Nairobi, KENYA: A new report Criminal Justice in Kenya: A study of case flow management and conditions of detention has revealed that 75 per cent of pre-trial detainees in prisons are aged 18-35.
Speaking during the launch of the report on Monday Chief Justice Daid Maraga noted that the report showed that the justice system is not sensitive to the needs of the youth.
“This report has shown that the existing legal framework is not sensitive to the needs of the youth. And that is why perhaps they find themselves in conflict with the law in their bid to socialize and earn a living,” Said Maraga.
In the prisons surveyed, it was established that 75% of pretrial detainees are below the age of 35 years and basically at the peak of their earning potential.
The audit also found that more poor people are arrested, charged and sent to prison as compared to the affluent.
“70 per cent of those processed through the justice system are offenses which relate to lack of business licenses, being drunk and disorderly and creating disturbances .These can be classified economically and socially as petty crime. The wealthy do not prominently feature in these records,” said the Chief Justice.
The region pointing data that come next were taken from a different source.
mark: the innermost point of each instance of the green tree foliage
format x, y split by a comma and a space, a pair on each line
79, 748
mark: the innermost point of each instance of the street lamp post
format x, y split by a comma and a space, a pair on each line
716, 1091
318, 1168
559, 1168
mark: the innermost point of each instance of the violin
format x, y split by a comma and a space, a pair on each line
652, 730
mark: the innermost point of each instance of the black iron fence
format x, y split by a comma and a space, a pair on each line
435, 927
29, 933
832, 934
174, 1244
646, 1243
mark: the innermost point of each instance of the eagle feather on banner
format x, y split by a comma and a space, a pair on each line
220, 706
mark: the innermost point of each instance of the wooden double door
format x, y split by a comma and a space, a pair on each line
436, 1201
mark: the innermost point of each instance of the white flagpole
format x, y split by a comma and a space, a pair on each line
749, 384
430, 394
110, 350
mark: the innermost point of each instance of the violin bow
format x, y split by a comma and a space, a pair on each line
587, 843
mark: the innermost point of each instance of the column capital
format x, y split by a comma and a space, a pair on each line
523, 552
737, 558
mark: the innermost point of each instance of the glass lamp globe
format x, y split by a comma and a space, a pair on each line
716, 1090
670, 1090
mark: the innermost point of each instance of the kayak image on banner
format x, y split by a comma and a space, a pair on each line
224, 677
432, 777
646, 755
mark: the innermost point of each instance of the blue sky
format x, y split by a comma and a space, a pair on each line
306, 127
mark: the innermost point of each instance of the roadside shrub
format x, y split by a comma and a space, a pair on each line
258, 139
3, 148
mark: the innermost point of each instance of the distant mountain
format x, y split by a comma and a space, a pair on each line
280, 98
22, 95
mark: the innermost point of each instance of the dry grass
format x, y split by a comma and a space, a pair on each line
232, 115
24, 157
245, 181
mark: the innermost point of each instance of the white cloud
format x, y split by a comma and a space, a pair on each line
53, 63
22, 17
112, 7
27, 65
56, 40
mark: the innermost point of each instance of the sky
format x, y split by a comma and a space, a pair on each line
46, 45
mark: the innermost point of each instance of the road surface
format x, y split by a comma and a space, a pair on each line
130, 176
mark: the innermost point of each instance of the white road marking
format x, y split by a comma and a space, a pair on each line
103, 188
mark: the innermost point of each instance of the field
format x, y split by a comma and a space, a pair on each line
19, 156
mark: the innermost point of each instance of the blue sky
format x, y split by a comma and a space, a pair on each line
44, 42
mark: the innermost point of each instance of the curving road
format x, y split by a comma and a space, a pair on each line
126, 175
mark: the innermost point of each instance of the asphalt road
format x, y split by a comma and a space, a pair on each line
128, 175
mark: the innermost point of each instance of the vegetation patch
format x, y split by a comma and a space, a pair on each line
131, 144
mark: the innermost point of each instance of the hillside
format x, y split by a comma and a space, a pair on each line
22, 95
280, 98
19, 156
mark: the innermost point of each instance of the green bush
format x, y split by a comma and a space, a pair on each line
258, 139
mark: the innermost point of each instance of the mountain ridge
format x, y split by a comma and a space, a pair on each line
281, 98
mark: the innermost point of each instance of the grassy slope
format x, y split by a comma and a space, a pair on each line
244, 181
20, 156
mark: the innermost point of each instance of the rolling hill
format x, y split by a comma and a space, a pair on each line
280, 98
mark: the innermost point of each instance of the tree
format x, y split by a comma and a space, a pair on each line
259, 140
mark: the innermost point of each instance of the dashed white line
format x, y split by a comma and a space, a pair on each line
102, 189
The audit further established that more arrests were made over the weekends (45 per cent) with more releases happening during the same period (77 per cent).
“4.34 million get detained in police stations every 2 years within police stations. We realized that 16 per cent of the police entries relate to less serious crimes,” noted Janet Munywoki, Executive Director. Legal Resource Foundation.
“We have been far behind as compared to other organs of government in terms of data. The treasury has better facts and figures about their sector than we do. Let us use this study to create tailor made solutions for the justice system,” Attorney General Githu Muigai advised during the launch of the report in Nairobi.
This could make Kenya lag behind in the achievement of Sustainable Development Goal SDG 16 which calls for promotion of a peaceful and inclusive society for sustainable development, providing access to justice for all and building effective, accountable and inclusive institutions at all levels.
The Chief Justice has since called for the formation of an implementation committee that would periodically give feedback on the pertinent issues raised by the report.
15 police stations, 17 court stations, 26 prisons and 9 children remand institutions across the country were interviewed during the audit.
For the National Police Service, Cell Register, Charge Register and Petty Charge Register were relied on as the primary data sources with Occurrence Book and Movement Diary being used as reference sources.
From each data source, a sample of one hundred observations was drawn between the year 2013 and 2014.
The audit on Kenya’s Criminal Justice System was conducted by the National Council on Administration of Justice (NCAJ), the Legal Resources Foundation Trust (LRF) and Resources Oriented Development Initiatives (RODI-Kenya).